Norbixin is the primary carotenoid in annatto coloring, which imparts the desired orange color in Cheddar cheese. However, a portion of the colorant remains in the cheese whey and is undesirable; therefore, a bleaching step is often applied. Restrictions exist for norbixin concentrations in products destined for infant formula. As such, evaluation of norbixin concentrations in whey and whey ingredients is desirable. Current extraction methods are laborious and require solvents that are banned in many countries. The objective of this study was to develop a fast and inexpensive norbixin extraction and quantitation technique using approved solvents with similar sensitivity to current established methods.
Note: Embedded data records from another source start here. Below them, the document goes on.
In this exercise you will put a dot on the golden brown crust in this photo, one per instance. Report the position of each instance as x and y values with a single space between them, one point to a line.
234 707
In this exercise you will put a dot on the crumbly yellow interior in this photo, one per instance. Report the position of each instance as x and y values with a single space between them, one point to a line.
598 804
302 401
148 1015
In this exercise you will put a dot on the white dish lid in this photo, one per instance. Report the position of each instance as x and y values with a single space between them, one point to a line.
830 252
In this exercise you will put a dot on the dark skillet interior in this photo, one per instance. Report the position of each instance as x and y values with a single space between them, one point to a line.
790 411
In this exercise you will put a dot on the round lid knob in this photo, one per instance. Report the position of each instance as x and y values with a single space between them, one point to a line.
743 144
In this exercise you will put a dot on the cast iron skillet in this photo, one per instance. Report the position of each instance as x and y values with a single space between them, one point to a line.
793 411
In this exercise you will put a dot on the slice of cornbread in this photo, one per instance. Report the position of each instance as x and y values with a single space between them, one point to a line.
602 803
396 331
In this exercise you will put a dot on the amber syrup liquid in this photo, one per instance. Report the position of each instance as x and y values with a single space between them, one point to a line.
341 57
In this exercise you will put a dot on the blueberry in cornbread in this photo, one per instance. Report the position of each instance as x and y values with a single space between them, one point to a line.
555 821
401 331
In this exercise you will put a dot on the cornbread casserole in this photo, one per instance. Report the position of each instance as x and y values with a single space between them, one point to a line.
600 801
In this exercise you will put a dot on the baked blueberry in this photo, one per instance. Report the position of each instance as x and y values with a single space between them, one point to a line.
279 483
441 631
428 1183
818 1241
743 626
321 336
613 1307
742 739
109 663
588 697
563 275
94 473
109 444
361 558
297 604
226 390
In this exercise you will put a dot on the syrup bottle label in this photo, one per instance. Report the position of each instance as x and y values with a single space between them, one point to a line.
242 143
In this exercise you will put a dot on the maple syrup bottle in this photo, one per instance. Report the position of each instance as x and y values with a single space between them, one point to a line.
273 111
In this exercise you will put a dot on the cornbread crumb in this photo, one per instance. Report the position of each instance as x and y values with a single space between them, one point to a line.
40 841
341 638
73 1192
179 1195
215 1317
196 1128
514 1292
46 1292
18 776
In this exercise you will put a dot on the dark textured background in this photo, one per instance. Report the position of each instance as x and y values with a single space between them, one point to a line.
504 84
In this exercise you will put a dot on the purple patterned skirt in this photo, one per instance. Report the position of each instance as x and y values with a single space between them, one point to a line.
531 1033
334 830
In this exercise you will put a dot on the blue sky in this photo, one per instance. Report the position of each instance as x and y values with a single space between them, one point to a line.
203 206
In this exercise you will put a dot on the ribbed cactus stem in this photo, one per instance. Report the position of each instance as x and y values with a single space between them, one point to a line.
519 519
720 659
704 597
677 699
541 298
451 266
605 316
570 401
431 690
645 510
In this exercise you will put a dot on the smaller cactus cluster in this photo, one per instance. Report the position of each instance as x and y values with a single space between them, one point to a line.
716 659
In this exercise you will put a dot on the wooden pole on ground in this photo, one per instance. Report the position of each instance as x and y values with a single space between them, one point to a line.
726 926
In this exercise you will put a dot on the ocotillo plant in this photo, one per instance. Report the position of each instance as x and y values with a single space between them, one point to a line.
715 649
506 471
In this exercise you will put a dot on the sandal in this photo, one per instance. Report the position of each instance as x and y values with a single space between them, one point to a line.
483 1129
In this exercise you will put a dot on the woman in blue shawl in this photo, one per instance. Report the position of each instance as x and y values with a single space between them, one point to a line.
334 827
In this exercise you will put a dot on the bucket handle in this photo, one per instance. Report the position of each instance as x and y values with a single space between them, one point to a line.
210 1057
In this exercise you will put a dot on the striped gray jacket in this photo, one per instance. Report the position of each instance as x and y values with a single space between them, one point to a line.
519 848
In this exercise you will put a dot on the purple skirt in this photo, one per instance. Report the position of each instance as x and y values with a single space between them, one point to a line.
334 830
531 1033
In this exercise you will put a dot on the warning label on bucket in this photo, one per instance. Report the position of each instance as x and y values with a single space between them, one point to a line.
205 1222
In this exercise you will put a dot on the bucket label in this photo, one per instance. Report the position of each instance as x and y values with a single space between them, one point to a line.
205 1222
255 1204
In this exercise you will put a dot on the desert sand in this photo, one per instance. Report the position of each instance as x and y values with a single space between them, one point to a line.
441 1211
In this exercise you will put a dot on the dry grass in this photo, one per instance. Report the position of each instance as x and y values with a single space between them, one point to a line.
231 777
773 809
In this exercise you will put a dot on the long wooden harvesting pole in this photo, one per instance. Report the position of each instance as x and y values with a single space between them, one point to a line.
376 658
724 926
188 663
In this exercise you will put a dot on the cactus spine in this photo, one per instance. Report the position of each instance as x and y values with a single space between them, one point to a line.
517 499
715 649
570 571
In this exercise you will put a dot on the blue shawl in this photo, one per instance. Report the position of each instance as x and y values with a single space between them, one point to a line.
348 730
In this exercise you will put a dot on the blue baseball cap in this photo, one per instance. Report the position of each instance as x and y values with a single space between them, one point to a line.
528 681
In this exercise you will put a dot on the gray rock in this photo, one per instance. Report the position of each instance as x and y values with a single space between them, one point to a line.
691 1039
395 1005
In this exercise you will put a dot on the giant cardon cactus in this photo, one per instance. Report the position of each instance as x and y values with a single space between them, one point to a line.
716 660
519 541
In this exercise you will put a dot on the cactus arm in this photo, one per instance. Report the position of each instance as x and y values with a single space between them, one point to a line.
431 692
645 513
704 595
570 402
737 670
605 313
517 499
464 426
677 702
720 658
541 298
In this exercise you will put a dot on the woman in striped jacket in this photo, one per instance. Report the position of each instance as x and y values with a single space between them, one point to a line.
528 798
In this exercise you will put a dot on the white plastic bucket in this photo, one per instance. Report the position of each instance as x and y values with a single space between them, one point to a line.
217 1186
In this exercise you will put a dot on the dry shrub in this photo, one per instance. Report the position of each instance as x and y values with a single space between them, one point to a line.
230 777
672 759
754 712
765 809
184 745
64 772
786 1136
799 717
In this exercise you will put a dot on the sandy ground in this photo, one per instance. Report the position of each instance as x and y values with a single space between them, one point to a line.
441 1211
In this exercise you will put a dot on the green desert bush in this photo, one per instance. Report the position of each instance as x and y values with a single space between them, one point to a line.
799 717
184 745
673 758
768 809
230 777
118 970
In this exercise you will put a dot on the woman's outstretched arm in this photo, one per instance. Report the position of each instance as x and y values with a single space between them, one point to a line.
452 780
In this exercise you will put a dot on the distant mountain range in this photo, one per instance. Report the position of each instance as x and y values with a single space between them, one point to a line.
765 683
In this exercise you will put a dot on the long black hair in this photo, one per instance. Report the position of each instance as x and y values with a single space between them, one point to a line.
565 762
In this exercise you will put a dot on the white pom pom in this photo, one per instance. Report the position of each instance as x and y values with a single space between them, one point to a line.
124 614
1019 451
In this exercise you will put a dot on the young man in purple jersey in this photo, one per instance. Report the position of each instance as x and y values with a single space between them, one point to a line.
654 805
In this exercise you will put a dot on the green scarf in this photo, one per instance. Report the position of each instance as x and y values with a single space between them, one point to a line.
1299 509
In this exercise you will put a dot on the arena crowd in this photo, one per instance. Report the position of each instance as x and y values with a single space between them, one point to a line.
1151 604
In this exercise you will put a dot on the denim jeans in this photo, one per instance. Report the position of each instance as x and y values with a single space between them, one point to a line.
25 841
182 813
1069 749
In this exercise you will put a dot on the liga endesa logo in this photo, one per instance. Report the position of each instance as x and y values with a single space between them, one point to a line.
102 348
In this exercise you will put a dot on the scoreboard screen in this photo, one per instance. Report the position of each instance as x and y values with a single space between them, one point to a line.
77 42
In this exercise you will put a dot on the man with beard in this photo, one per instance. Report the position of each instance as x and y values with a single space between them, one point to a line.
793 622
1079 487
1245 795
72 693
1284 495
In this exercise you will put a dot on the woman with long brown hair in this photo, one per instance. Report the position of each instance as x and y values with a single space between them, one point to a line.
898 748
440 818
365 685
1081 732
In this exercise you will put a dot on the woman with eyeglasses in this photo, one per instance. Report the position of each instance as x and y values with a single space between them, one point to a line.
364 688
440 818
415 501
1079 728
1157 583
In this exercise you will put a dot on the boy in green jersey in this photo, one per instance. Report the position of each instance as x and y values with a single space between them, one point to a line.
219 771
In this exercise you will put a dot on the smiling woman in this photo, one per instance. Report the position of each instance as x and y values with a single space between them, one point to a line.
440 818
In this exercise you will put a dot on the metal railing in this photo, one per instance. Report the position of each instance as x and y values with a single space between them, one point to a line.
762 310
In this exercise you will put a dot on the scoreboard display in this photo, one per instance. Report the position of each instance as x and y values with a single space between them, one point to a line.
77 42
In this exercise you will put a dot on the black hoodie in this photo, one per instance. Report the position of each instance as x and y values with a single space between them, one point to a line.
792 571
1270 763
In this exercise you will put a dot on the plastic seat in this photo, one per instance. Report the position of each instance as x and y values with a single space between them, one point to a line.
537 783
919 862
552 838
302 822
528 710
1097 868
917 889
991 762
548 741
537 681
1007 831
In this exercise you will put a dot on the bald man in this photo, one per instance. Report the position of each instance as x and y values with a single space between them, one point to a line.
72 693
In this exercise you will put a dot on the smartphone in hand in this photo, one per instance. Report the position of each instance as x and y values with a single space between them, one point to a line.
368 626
Instead of solvent extraction and column purification, acetonitrile was added directly to fluid wheys, retentates, and rehydrated whey protein concentrates. An isocratic mobile phase [70% acetonitrile and 30% water with 0.1% (wt/vol) formic acid] was used and, to increase sensitivity, a large volume (50 μL) was injected onto the column. The column used was a C18 column with a particle size of 2.6 μm and column length of 10 cm. The column inner diameter was 4.6 mm and the pore size was 100 Ǻ. All of the previously described conditions allowed the run time to be only 4 min. The sample was sent through a photodiode array detector and quantified at 482 nm. Norbixin was quantified using external standard curves. The developed method had a >90% norbixin recovery in both milk and whey (9.39 μg/L-2.35 mg/L). The limit of detection of norbixin in fluid whey was 2.7 μg/kg and the limit of quantitation was 3.5 μg/kg, both of which are significantly lower than in previously described methods. The extracts were stable over 30 min at 21°C and stable over 24 h at 4°C. Repeatability and precision of the method had relative standard deviations of less than 13%. The developed method provides time and cost savings for evaluation of norbixin concentration in whey and whey products.